The support continues for Lane Goodwin, the McLean County teenager battling a rare form of cancer.
A prayer service was held outside of his home Sunday afternoon. Several gathered on his front lawn to show their support and to give Lane a thumbs up.
Earlier Sunday afternoon, about 100 people gathered at the Reitz Bowl to give Lane a thumbs up as well and, a fundraiser was held in Robards.
14 News spoke to some of Lane's family members Sunday, and they say whether it's donations, prayer, or a simple thumbs up, all of the support is greatly appreciated.
There was no shortage of any of that Sunday, as two local events were held in honor of Lane Goodwin.
"The fact that this boy can get up every day, sick as a dog, and still give a thumbs up for pictures for his mom, it's just amazing," said Amy Severino. "He is truly truly a fighter."
Sunday, many people gathered at Reitz to Fill the Reitz Bowl for Lane, adding yet another photo, in show of support, for a 13-year-old boy many are calling a hero.
"You fight a little but harder," said Severino, who organized the event. "You fight a little bit longer when you have a support team. And I think, that's why he's hanging on, because of the support he's gotten from so many people all over the world."
"When stuff like that happens, everybody seems to come together for it. It's a good community," said local mother Holly Wells.
That community spirit was also felt in Robards, Kentucky as Rockhouse Pizza held a fundraiser for Lane and his family.
"Strictly donations. Pizza is free as long as you donate," said Rockhouse owner Lindsey Embry.

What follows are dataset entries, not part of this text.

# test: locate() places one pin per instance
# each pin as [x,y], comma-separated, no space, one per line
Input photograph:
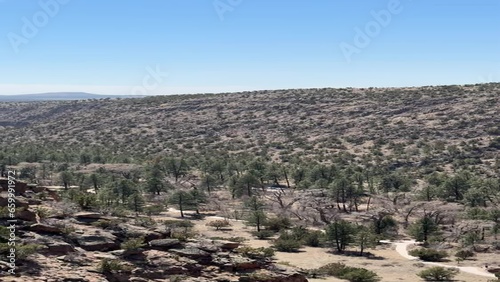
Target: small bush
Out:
[278,224]
[263,234]
[438,273]
[218,224]
[464,254]
[147,222]
[132,244]
[352,274]
[313,239]
[111,265]
[287,245]
[178,223]
[428,254]
[154,209]
[356,274]
[255,253]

Embry says they raised over $10,000 dollars Sunday, to help Lane's family pay for medical expenses.
"It's just amazing what people have done today here," she said. "I told everybody, I can't do what he needs but I can do this."
Some of Lane's family members were at Rockhouse Pizza Sunday, and they say Lane was able to see the support via remote video casting. They also say it will take a miracle to save Lane's life, but that he is happy to be a part of something bigger than himself.
"It just means a lot to him, because he wants everyone to know that this childhood disease is so out there and so big that people need to know to try to help kids with cancer," said Lane's Great Aunt Claudia Wayne. "Because they're dying every day from it. We just need all the prayers and strength we can to get through this."
School officials at Reitz High School say they will hold another student-run rally of support for Lane on Thursday.